Como delito federal, el fraude a Medicare es investigado por la Fuerza de Tarea contra el Fraude a Medicare. Está compuesto por investigadores y fiscales federales de varias agencias. Algunos ejemplos son:
- Departamento de Salud y Servicios Humanos de los Estados Unidos, Oficina del Inspector General (HHS-OIG);
- Departamento de Justicia (DOJ);
- Administración de Drogas y Alimentos (DEA);
- Departamento de Defensa (DOD);
- Servicio de Impuestos Internos (IRS); y
- Oficina Federal de Investigaciones (FBI)
Dependiendo del caso, los federales también reclutan la ayuda de la policía estatal y local. Un ejemplo es la Oficina del Fiscal General de Nevada. Dirige la Unidad de Control de Fraude de Medicaid (MFCU).
¿Qué es el fraude a Medicare?
Existen muchos tipos de fraude a Medicare. Un tipo común implica que los proveedores médicos presenten una reclamación fraudulenta en violación de la Ley de Reclamaciones Falsas. Algunos ejemplos son:
- Presentar una reclamación por servicios, equipos, suministros o certificación innecesarios (como para cuidados paliativos o cuidados domiciliarios);
- Facturación doble;
- Facturación fantasma (facturación por servicios que nunca ocurrieron);
- Codificación ascendente; o
- Cargos inflados
El fraude a Medicare también comprende:
- Aceptar sobornos (en violación de la Ley Anti-Soborno); o
- Referimientos por parte del médico (en violación de la Ley Stark)

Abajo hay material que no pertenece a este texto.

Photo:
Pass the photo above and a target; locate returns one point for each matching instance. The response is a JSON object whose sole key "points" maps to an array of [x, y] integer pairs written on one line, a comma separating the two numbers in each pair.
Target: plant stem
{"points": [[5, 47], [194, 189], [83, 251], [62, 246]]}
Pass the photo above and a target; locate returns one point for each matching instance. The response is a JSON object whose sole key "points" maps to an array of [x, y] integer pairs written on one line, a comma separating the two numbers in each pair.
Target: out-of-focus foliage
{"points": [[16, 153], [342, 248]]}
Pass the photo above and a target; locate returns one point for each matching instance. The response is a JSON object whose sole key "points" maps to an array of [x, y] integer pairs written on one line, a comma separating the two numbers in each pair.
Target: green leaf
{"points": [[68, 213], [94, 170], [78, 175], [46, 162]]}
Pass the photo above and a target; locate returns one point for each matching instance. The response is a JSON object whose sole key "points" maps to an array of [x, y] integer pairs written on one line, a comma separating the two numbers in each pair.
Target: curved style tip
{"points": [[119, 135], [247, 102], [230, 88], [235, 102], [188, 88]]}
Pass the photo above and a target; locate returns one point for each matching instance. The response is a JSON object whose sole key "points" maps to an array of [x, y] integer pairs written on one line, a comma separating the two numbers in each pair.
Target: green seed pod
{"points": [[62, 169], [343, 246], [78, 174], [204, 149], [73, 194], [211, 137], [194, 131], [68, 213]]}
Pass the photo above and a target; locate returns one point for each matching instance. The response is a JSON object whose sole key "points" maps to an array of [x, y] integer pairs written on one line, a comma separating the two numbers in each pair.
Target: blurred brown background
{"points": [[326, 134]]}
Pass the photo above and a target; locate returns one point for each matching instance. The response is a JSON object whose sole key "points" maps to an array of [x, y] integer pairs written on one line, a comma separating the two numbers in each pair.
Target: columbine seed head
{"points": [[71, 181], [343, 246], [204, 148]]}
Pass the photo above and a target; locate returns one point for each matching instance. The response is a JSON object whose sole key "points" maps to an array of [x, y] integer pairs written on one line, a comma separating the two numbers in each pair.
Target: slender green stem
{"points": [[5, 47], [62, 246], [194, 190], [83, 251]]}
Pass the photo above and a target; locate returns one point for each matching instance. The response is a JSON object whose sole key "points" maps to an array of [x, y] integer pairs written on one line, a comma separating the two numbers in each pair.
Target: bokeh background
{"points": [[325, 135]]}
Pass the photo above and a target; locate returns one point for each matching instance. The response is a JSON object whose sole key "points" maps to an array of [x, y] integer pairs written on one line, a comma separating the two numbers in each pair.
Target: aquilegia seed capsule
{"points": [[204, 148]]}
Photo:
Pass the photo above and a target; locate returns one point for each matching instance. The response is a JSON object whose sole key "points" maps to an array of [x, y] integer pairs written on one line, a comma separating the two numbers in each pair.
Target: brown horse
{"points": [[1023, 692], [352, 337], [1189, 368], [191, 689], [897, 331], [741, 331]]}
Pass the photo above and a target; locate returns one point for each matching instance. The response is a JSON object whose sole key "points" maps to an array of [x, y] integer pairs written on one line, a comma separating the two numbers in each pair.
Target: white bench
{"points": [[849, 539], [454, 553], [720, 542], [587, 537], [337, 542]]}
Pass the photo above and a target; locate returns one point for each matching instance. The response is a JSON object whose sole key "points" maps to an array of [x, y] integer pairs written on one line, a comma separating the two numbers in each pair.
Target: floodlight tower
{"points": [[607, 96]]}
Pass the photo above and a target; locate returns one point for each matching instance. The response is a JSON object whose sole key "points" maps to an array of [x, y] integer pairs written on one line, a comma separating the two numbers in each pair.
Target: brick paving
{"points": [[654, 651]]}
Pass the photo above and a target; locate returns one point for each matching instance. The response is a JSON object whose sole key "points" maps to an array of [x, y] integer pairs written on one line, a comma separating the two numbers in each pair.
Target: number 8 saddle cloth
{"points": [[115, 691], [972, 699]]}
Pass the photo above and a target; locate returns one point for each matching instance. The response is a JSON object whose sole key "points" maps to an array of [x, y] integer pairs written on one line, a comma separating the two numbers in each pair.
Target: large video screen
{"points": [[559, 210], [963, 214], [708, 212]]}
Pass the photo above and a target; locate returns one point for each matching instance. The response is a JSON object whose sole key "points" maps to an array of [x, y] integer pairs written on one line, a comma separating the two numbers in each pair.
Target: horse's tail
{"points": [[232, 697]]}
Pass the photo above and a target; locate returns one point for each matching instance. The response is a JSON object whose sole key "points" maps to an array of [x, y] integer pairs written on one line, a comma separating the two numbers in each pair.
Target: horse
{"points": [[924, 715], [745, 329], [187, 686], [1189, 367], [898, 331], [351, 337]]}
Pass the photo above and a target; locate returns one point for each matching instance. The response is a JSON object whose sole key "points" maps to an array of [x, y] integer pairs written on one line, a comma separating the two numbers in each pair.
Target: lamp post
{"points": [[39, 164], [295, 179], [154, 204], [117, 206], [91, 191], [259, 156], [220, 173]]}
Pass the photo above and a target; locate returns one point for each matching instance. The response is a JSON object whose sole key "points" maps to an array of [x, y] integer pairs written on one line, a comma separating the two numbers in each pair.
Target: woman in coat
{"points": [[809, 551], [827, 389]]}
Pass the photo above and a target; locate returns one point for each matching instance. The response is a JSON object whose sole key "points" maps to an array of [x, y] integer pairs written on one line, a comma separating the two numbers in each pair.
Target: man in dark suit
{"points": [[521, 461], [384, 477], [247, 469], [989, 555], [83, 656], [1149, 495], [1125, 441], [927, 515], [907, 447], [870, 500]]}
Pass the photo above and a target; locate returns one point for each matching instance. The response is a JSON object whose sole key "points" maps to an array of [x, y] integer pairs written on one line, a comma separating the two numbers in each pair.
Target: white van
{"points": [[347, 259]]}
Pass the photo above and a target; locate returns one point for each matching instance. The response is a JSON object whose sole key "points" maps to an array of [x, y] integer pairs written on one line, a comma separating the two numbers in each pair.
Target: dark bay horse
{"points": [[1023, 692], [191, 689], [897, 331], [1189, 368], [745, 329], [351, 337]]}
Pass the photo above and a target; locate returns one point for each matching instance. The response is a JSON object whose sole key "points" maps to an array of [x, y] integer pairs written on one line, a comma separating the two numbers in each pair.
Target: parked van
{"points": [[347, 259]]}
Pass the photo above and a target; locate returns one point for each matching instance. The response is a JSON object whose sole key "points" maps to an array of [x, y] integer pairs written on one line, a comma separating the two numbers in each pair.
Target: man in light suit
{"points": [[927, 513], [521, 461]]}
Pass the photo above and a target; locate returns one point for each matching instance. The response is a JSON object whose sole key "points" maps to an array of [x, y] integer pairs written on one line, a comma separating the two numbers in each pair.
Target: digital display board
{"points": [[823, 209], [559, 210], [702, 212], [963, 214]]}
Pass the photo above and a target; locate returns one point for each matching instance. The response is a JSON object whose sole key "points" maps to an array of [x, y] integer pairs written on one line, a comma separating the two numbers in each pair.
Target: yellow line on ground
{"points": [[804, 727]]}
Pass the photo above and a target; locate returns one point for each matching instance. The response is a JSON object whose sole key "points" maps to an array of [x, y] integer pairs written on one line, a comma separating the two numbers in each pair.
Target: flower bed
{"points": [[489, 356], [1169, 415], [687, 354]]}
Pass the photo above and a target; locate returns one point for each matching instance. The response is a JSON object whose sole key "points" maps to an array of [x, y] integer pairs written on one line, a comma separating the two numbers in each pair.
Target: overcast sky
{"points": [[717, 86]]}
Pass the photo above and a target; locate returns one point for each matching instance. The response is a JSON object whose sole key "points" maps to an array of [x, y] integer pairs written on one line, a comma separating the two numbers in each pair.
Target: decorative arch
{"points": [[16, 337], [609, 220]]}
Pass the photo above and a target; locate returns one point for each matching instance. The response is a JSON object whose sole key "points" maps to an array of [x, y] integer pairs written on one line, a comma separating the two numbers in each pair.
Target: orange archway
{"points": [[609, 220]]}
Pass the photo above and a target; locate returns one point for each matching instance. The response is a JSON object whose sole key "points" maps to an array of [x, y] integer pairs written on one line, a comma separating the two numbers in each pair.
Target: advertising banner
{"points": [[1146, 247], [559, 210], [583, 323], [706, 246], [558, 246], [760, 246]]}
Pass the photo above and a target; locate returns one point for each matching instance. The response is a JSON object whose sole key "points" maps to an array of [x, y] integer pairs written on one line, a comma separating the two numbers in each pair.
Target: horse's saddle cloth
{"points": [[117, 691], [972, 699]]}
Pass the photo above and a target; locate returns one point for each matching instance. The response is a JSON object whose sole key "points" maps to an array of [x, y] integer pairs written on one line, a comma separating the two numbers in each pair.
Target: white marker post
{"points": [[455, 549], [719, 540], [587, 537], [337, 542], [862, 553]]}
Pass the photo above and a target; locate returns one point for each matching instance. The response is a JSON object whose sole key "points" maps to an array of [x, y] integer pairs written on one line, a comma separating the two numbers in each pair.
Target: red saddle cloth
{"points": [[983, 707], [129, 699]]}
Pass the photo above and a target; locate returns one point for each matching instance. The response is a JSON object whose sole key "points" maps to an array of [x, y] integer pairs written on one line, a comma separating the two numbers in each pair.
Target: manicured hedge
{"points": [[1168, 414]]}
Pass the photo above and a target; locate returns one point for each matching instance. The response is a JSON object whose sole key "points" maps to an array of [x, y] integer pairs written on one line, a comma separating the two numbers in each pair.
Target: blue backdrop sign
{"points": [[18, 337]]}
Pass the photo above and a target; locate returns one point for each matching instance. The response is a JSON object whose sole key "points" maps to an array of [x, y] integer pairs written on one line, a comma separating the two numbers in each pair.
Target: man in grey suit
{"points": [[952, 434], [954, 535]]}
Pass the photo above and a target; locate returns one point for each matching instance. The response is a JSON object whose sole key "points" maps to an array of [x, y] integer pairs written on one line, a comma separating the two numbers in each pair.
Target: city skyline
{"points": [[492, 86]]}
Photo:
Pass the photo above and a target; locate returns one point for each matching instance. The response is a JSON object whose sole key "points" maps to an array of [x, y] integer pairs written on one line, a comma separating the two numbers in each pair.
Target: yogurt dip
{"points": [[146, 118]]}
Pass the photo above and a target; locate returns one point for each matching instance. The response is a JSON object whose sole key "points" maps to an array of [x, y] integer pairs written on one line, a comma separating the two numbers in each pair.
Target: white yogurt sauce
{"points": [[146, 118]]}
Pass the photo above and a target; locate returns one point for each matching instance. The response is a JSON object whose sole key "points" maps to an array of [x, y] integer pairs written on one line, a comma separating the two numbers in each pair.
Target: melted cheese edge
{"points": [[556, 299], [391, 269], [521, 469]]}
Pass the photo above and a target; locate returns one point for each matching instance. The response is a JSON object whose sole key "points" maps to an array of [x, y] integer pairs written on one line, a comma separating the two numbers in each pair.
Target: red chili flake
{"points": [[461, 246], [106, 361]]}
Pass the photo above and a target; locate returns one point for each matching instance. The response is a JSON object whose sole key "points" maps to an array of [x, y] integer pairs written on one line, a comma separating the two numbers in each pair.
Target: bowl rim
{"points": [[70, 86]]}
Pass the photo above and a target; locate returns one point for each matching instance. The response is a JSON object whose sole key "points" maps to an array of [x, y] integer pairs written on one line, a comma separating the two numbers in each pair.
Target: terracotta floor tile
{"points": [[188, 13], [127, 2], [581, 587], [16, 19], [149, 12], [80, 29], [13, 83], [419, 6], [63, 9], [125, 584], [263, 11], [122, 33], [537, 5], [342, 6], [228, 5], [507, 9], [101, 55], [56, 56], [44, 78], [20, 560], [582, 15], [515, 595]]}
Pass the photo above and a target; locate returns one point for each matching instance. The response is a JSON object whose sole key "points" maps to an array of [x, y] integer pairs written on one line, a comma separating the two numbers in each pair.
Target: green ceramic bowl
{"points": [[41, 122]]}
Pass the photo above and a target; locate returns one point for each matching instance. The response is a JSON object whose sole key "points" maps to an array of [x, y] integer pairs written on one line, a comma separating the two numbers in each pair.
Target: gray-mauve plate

Las Vegas tiene un número particularmente alto de personas con Medicare o Medicaid. Por lo tanto, los federales están monitoreando de cerca las reclamaciones provenientes de Nevada.
¿Cuáles son las penas criminales por el fraude a Medicare?
De acuerdo con el 18 U.S.C. § 1347, el fraude a Medicare conlleva hasta 10 años de prisión federal. Pero se convierte en hasta 20 años si un paciente sufrió una lesión corporal grave. Y si un paciente murió, el tribunal puede sentenciar al acusado a cadena perpetua.
Otras posibles sanciones incluyen multas elevadas.
¿Cuáles son las sanciones civiles por fraude a Medicare?
De acuerdo con el 31 U.S.C. § 3729-3733, las sanciones civiles incluyen:
- Restitución;
- Hasta $11,000 en multas por cada reclamo falso;
- Daños triples;
- Honorarios de abogado; y/o
- Exclusión de los programas de salud federales.
Los acusados también pueden perder sus licencias profesionales.
¿Cuáles son las defensas para el fraude a Medicare?
Una defensa común es que el acusado no tenía intención de defraudar. Tal vez el reclamo falso se originó en un personal médico incompetente. O tal vez el acusado estaba siguiendo leyes obsoletas.
A veces, el gobierno es el culpable. El HHS es una gran burocracia que también comete errores. Tal vez atribuyeron un reclamo falso a un proveedor inocente cuando el gobierno cometió un error de oficina.
Otras veces, el gobierno puede marcar algo como un reclamo falso que de hecho es legal. Pero puede tomar un abogado de defensa penal para mostrar al gobierno que el acusado no hizo nada malo.
¿El fraude en el cuidado de la salud puede ser un delito estatal?
Sí. El fraude en el cuidado de la salud (NRS 686A.2715) es típicamente un delito de categoría D en Nevada. Conlleva:
- 1 – 4 años en la prisión estatal de Nevada, y
- Hasta $5,000 en multas (a discreción del juez).
Además, el tribunal puede ordenar al acusado que pague la restitución completa. Y dependiendo del caso, el acusado puede perder su licencia profesional. (Aprenda más sobre los procedimientos disciplinarios de la Junta Médica en Nevada.)
Las condenas por fraude en el cuidado de la salud en Nevada generalmente pueden sellarse del registro del acusado cinco años después de que finalice el caso. Pero si el caso se desestima, el registro puede sellarse de inmediato.
El fraude en el cuidado de la salud también es deportable. Por lo tanto, los no ciudadanos condenados por él podrían enfrentar la expulsión de los Estados Unidos.